Okay, now I'm typecasting the test df to str and then its working fine when using BIFReader and BIFWriter but still Is there any other way so that BIFReader could get the data in their training data types because even after specifying the state_names as (I'm taking the above example):

model = BayesianModel([('A', 'B'), ('C', 'B')])
model.fit(values, state_names={'A': list(set(values['A'])),  # [0, 1]
                               'B': list(set(values['B'])),
                               'C': list(set(values['C']))})

given in the training data, data type of all these columns is int. I have to typecast it while predicting.

About the new data, -1 is not there in the training corpus for column 'A' and in the state_name I can't define it as {'A': [-1, 0, 1]} because then it throws an error ValueError: Data contains unexpected states for variable 'A'. Therefore how to handle completely new data, I'm not sure.

ankurankan commented 4 years ago

@SrGrace I pushed an update to pgmpy yesterday (https://github.com/pgmpy/pgmpy/pull/1285) which now allows you to specify state_name_type for BIFReader.get_model. So, you can basically specify what type you want the read state names to be and it will automatically convert them.

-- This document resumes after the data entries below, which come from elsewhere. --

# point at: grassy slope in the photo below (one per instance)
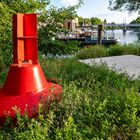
(96, 104)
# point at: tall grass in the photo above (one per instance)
(97, 103)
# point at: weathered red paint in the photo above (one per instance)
(26, 85)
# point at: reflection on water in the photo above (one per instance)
(125, 37)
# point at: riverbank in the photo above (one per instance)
(97, 103)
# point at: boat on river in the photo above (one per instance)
(88, 40)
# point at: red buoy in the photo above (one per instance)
(26, 85)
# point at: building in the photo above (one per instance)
(71, 24)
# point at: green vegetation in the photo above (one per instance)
(97, 103)
(90, 21)
(130, 5)
(101, 51)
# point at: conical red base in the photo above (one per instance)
(25, 88)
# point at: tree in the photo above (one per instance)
(80, 21)
(95, 21)
(50, 18)
(137, 20)
(87, 21)
(130, 5)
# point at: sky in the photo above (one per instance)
(98, 8)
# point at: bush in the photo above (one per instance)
(97, 103)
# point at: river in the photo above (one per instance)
(125, 37)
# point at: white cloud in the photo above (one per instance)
(69, 2)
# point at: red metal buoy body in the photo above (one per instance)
(26, 85)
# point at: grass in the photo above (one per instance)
(97, 103)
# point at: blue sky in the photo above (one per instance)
(97, 8)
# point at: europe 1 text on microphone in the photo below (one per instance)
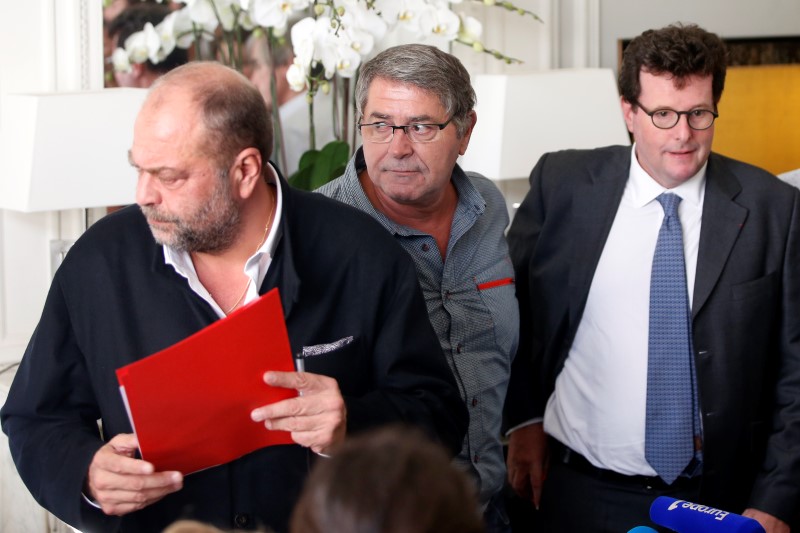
(688, 517)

About specifying the extra state, what version of pgmpy are you using? Because it works on my machine:

In [1]: import numpy as np 
   ...: import pandas as pd 
   ...: from pgmpy.models import BayesianModel 
   ...: values = pd.DataFrame(np.random.randint(low=0, high=2, size=(100, 3)), 
   ...:                       columns=['A', 'B', 'C']) 
   ...:  
   ...: model = BayesianModel([('A', 'B'), ('C', 'B')]) 
   ...: model.fit(values, state_names={'A':[-1, 0, 1], 'B': [0, 1], 'C': [0,1]})                                                                                                             

In [2]:                                                                                                                                                                                      

In [2]: model.get_cpds()                                                                                                                                                                     
Out[2]: 
[<TabularCPD representing P(A:3) at 0x7fbfefbfc198>,
 <TabularCPD representing P(B:2 | A:3, C:2) at 0x7fbff0542a20>,
 <TabularCPD representing P(C:2) at 0x7fbf7893a400>]

In [3]: model.cpds[0]                                                                                                                                                                        
Out[3]: <TabularCPD representing P(A:3) at 0x7fbfefbfc198>

In [4]: print(model.cpds[0])                                                                                                                                                                 
+-------+------+
| A(-1) | 0    |
+-------+------+
| A(0)  | 0.55 |
+-------+------+
| A(1)  | 0.45 |
+-------+------+